Some Confederate heritage groups and historians are also against the idea of adding context. They say the monuments should be left untouched.
During last week's hearing, B. Frank Earnest Sr., a representative of the Virginia chapter of the Sons of Confederate Veterans, said it's clear that the statues memorialize people who sacrificed their lives during a war, "Not some silliness about Jim Crow and trying to bring back slavery or whatever silliness they think it is," the Times-Dispatch reported.
For now, the fate of the monuments, which were erected decades after the Civil War ended, between 1890 and 1930, is more uncertain than ever before.
"While we had hoped to use this process to educate Virginians about the history behind these monuments, the events of the last week may have fundamentally changed our ability to do so by revealing their power to serve as a rallying point for division and intolerance and violence," Stoney said Wednesday.
The Monument Avenue statues have been targeted and even defaced by protesters in the past, but they have yet to inspire the kind of violence seen in Charlottesville this past weekend.
Following the presidential election in November, protesters spray-painted "your vote was a hate crime" across two of the monuments. More recently, on Sunday night, hundreds of people descended on Monument Avenue chanting "tear the racist statues down."
One man climbed onto the J.E.B. Stuart statue and planted an anti-fascist flag on Stuart's horse.
It looked as if the city may be facing an even bigger rally next month, following reports that a Confederate-heritage advocate had filed a request to hold a rally at the Robert E. Lee memorial on September 16, three days after the next public hearing regarding the monuments.

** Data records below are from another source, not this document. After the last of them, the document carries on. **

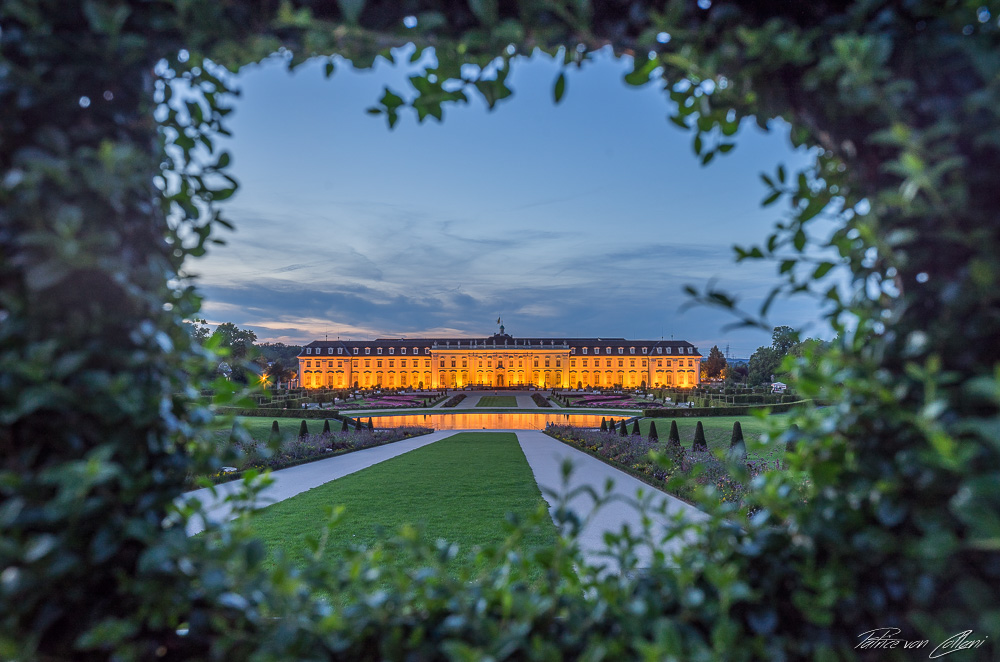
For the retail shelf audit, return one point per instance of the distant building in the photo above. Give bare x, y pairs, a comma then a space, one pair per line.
497, 361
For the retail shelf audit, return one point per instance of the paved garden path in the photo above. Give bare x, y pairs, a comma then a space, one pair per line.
295, 480
545, 455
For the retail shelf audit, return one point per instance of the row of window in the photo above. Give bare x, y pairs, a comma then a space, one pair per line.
368, 350
489, 363
402, 350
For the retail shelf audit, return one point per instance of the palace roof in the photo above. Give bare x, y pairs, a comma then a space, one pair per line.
502, 341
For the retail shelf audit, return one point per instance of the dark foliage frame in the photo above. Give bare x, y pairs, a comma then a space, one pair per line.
101, 424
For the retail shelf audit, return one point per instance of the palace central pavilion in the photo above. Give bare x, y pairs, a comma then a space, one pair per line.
499, 360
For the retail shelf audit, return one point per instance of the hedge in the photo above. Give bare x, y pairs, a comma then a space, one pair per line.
686, 412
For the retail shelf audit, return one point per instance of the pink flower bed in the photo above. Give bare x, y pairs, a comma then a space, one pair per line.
390, 402
613, 401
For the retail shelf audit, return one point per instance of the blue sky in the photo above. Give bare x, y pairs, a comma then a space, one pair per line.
585, 218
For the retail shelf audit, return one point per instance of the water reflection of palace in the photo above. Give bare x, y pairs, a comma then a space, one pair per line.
488, 421
499, 360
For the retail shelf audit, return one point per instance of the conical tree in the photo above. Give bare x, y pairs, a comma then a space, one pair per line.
737, 435
674, 437
699, 439
737, 446
793, 438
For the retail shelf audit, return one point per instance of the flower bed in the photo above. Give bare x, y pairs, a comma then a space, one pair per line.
682, 473
608, 401
392, 401
454, 400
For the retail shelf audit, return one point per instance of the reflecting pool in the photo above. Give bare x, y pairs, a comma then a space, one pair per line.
489, 421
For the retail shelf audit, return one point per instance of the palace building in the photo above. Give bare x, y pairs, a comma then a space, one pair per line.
499, 360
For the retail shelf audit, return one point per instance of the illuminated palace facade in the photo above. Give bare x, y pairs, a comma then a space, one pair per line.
499, 360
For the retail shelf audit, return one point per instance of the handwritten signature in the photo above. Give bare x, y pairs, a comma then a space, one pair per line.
886, 638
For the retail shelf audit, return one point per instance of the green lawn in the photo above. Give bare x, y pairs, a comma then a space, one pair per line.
497, 401
459, 489
718, 429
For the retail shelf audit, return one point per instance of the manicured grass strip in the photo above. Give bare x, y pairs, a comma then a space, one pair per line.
718, 429
459, 489
497, 401
260, 427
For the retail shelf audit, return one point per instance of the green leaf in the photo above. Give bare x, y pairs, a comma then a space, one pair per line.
822, 270
485, 10
678, 120
351, 10
771, 199
799, 240
560, 88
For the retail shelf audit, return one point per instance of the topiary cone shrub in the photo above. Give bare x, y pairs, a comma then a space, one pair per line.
737, 446
699, 439
674, 436
737, 435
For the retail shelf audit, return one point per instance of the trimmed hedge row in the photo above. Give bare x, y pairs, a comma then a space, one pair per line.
540, 400
280, 413
683, 412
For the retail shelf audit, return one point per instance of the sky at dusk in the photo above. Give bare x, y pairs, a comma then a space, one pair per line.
580, 219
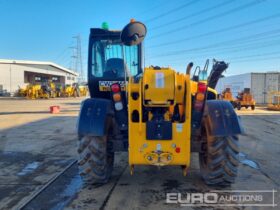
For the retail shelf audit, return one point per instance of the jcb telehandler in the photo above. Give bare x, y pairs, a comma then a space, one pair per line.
245, 99
156, 114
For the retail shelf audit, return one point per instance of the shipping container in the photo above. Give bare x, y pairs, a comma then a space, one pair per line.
259, 83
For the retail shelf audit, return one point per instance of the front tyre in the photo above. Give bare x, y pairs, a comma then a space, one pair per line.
95, 162
219, 160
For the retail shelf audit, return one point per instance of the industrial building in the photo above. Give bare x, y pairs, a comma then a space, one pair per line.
261, 84
19, 73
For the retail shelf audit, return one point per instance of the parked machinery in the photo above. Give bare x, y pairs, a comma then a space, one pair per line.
245, 99
158, 115
227, 96
274, 101
33, 91
83, 89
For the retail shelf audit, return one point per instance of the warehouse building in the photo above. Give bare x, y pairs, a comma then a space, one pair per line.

But the request was rescinded Tuesday in the aftermath of the Charlottesville rally.
"Due to the potential for violence after Charlottesville, the rally on September 16 will not be held," Bragdon Bowling, who requested permission for the rally, told the Richmond Times-Dispatch. "I do not want to be part of an event where people are hurt or killed."
The next public hearing on the statues is slated for September 13. Until then, the city is holding its collective breath in hopes that nothing like what unfolded in Charlottesville descends on Monument Avenue.